CFG Wealth Management – Special Market Commentary – January 2022

Dear Client:

2022 has gotten off to a rocky start for stock market investors, with major market indices seeing sharp declines since hitting all-time highs on January 3rd. Markets began hitting the sell button the following day when the minutes from the December Fed meeting were released, which included a more aggressive tone on monetary policy and inflation than stocks were pricing in. In addition, the potential for armed conflict in Ukraine, which has escalated in recent weeks, added to the underlying worry and further unsettled market sentiment. The Dow Jones Industrial Average and S&P 500 are on pace for their worst month since March 2020, when the market fell into turmoil amid the pandemic. The NASDAQ, meanwhile, is headed for its biggest one-month loss since October 2008.

As a result of the recent sell off, we have seen some indexes enter correction territory, which is typically defined as a decline of 10% or more from previous highs. While market volatility is unsettling, it is historically not unusual. Since 1980, markets have averaged four 5% pullbacks per year, and the S&P 500 Index has averaged at least a 10% pullback about once per year. In short, market corrections are normal, and often needed to wash out excesses that may exist and reset the baseline for future gains. Also, corrections tend to coincide with money moving out of overbought sectors and into out of favor sectors, which can be healthy for markets overall and favors diversified asset allocation strategies like ours. It’s been almost two years since the last 10% pullback in the S&P 500, so one could argue that we were due for what we’ve experienced this month, but as with all past corrections, you never know when they’re going to come and how much markets may continue to rise before one inevitably comes.

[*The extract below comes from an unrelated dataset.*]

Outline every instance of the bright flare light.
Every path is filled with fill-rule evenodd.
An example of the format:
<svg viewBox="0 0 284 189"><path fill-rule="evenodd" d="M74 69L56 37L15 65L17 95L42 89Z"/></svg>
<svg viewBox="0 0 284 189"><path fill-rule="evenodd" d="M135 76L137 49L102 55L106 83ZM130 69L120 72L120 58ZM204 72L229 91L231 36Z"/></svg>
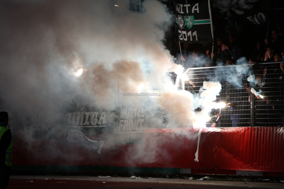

Looking forward, we believe volatility will likely remain elevated for a while as markets find their footing, but by no means do we feel this is the beginnings of a bear market. While we are most certainly entering a monetary tightening cycle, the fundamental back drop for the economy is still on solid footing and we expect corporate earnings to continue to be strong. We also think the rotation from Growth to Value will likely continue and we will be maintaining our over-weight tilt to Value stocks on those views. Companies with strong earnings and consistent cash flows tend to be rewarded during environments like this, and our focus on quality should help dampen some of the volatility. Stocks have risen during monetary tightening cycles in the past, and we see no reason why it would be different this time. Although as we communicated previously, equity returns will likely be more muted and difficult to achieve this year. As always, we will be doing our best to navigate the environment and position our portfolios in ways we think have the best chance for success.

While correction events are never pleasant, and we understand anyone who may be concerned right now, but now is not the time for panic. Rather, these are the times to stay focused on your long-term plan. As recoveries from corrections have taken four months on average, staying invested and timely rebalancing to parts of the market that have been hardest hit can be additive to portfolios, and leave investors better off in the long run. Speaking of rebalancing, in our last commentary to you we notified you that we would be rebalancing portfolios toward the end of January. In light of the market events and volatility this month, we’ve decided that it would be in our client’s best interest to delay initiating rebalancing in our portfolios until the markets have settled. We will now be targeting late February or early March to rebalance, although we will be watching the markets closely and could rebalance portfolios sooner if we find the time and opportunity to be right for your portfolios. We will notify you in a separate communication when those trades take place.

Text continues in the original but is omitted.